Nicholas Yonge Society

Chamber Music in Lewes

23rd March 2018

Schubert Trio in Eb major Op.100
Britten Piano Trio
Brahms Trio No. 2 Op. 87 

Amatis Trio in performance 

Can chamber music ever be too intimate? That was the question posed by the performance of the Amatis Piano Trio in works by Schubert, Britten and Brahms. The international ensemble, consisting of a German violinist, an English cellist and a Chinese-Dutch pianist were in Lewes on 23 March, in the middle of a busy schedule which has seen them criss-crossing Europe between Germany, Austria, the Netherlands and England in the three months since Christmas. The programme began with Schubert’s last piano trio, described by cellist Sam Shepherd in his useful introduction as ‘epic’. In all of its 50 minutes, the momentum never once flagged, as Schubert unfolded his vast construction through time and space. Was it in reaction to the compressed, thunderous pronouncements of late Beethoven that Schubert marked so much of the score to be played pianissimo? The ensemble certainly took this to heart; it produced some filigree passages of extreme delicacy in the upper registers of the piano, played throughout with impeccable sensitivity by Mengjie Han. To the strings, however, this direction seemed more of a constraint than an encouragement; violinist Lea Hausmann was not only at times inaudible (from my seat in the gallery), but seemed unwilling to give Schubert’s phrases the trajectory to reach out into the corners of the hall. After the symphonic argument of the first movement, Schubert the song composer is revealed in the slow movement, and this time it was Shepherd whose playing lacked not only projection, but empathy with the weary and ailing composer whose melody is both an expression of his physical frailty and a heroic attempt to overcome it. The trudge of the repeated quavers evokes the opening of Winterreise and the exquisite Der Wanderer an dem Mond, but it is impossible not to sense the germ of the funeral march that would be fully realised by the technicolour imagination of Mahler.

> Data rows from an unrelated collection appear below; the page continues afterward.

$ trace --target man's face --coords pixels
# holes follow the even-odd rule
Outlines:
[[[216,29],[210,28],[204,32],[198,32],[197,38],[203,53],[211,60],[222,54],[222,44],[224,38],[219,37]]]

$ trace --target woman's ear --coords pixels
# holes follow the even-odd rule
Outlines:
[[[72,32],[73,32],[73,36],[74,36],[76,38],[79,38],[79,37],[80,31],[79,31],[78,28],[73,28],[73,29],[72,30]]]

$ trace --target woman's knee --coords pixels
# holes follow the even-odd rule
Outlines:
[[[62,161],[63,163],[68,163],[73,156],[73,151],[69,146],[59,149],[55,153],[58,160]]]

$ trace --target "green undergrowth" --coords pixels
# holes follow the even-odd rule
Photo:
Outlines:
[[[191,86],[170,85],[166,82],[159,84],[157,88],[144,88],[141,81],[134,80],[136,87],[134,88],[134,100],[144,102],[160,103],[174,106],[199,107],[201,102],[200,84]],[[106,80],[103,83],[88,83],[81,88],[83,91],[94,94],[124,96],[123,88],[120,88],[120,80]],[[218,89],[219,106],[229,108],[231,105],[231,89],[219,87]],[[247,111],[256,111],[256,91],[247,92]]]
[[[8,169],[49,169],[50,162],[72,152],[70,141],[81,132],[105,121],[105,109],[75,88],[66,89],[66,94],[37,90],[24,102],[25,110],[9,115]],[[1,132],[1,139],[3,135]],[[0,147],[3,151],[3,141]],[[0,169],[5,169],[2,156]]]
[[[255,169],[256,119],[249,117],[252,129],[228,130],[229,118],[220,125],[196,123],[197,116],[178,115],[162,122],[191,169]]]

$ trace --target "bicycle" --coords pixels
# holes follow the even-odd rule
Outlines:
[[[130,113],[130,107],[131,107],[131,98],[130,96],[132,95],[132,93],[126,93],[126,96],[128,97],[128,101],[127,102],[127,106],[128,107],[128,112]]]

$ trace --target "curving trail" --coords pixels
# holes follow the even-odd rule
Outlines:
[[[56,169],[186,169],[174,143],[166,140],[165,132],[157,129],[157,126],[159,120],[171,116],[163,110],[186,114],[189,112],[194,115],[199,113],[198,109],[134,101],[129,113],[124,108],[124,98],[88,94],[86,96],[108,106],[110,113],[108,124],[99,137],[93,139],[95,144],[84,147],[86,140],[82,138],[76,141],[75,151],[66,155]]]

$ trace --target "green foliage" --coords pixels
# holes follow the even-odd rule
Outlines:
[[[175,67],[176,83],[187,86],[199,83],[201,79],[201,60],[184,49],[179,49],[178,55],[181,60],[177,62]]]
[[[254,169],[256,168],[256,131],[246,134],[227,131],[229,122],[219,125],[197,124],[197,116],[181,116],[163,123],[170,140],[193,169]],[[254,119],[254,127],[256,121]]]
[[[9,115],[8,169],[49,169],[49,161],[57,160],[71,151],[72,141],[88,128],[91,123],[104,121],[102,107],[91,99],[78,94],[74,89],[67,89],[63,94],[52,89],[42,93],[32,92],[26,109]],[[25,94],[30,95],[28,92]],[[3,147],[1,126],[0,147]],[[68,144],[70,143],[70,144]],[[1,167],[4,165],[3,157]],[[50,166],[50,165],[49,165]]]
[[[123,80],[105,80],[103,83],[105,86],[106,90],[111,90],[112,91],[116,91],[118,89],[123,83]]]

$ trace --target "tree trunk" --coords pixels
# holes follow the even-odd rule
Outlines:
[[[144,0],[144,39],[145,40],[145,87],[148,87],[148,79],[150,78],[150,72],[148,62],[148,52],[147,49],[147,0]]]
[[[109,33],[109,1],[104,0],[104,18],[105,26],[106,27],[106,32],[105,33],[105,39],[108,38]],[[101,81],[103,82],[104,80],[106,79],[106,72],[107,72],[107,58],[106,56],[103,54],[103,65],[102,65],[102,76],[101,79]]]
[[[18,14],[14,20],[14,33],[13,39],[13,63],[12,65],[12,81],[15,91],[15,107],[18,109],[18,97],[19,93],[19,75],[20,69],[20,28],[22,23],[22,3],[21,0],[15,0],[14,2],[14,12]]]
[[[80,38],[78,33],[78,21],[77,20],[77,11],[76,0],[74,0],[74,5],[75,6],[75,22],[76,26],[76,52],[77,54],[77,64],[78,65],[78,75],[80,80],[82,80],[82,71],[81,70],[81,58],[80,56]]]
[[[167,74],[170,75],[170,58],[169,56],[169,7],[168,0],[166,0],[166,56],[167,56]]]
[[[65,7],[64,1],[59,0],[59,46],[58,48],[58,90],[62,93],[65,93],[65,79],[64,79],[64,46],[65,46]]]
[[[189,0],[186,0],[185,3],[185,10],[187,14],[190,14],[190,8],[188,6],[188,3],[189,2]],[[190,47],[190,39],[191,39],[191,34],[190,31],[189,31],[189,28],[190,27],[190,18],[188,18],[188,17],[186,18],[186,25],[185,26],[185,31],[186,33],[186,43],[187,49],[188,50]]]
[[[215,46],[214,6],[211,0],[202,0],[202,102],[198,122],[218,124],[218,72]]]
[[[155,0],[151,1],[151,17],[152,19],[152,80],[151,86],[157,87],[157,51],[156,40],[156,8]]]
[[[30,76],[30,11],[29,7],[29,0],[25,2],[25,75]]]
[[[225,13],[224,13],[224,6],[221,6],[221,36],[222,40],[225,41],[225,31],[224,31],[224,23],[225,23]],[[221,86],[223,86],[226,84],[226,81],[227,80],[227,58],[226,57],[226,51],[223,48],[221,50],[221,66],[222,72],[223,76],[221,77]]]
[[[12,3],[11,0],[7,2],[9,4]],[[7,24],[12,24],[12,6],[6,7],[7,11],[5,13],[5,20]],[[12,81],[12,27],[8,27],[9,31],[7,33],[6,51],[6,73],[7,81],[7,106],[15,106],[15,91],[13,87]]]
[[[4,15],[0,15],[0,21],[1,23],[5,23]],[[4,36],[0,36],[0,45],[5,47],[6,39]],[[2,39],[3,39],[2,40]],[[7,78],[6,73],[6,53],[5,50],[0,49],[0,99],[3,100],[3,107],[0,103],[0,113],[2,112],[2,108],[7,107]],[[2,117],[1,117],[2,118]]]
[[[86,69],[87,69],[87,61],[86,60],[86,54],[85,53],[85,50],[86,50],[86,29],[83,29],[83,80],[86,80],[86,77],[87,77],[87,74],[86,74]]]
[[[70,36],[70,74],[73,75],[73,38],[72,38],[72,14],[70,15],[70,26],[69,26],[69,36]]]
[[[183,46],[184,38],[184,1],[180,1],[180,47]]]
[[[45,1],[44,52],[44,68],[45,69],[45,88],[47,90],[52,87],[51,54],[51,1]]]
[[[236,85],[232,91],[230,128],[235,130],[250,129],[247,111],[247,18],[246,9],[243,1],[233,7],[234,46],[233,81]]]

There was a palpable atmosphere of excited anticipation in the hall after the interval, as we took our seats to hear the Introduction and Allegro for piano trio, a student work by the 19-year-old Benjamin Britten. For most of its 15 minutes, the experience was rather like peering at an old school photo, scanning the ranks for the face of the man you knew so well in later life. And then, in the last of the episodes of the cyclical slow-fast structure, he stepped forward quite unmistakeably, as the strings in unison drove a strong, expansive melody through the entire range of the instruments, while the piano commented with terse, gruff interjections; it had all the heart-rending tension of the battle between earth and heaven of the War Requiem (which happens to be in this reviewer’s head at the moment).

After this, the C major trio of Brahms went down like a great slice of Viennese cake: sweet, creamy and more than a little bit naughty. At last, one felt, the players could indulge themselves, and that meant that everyone was put in a good mood.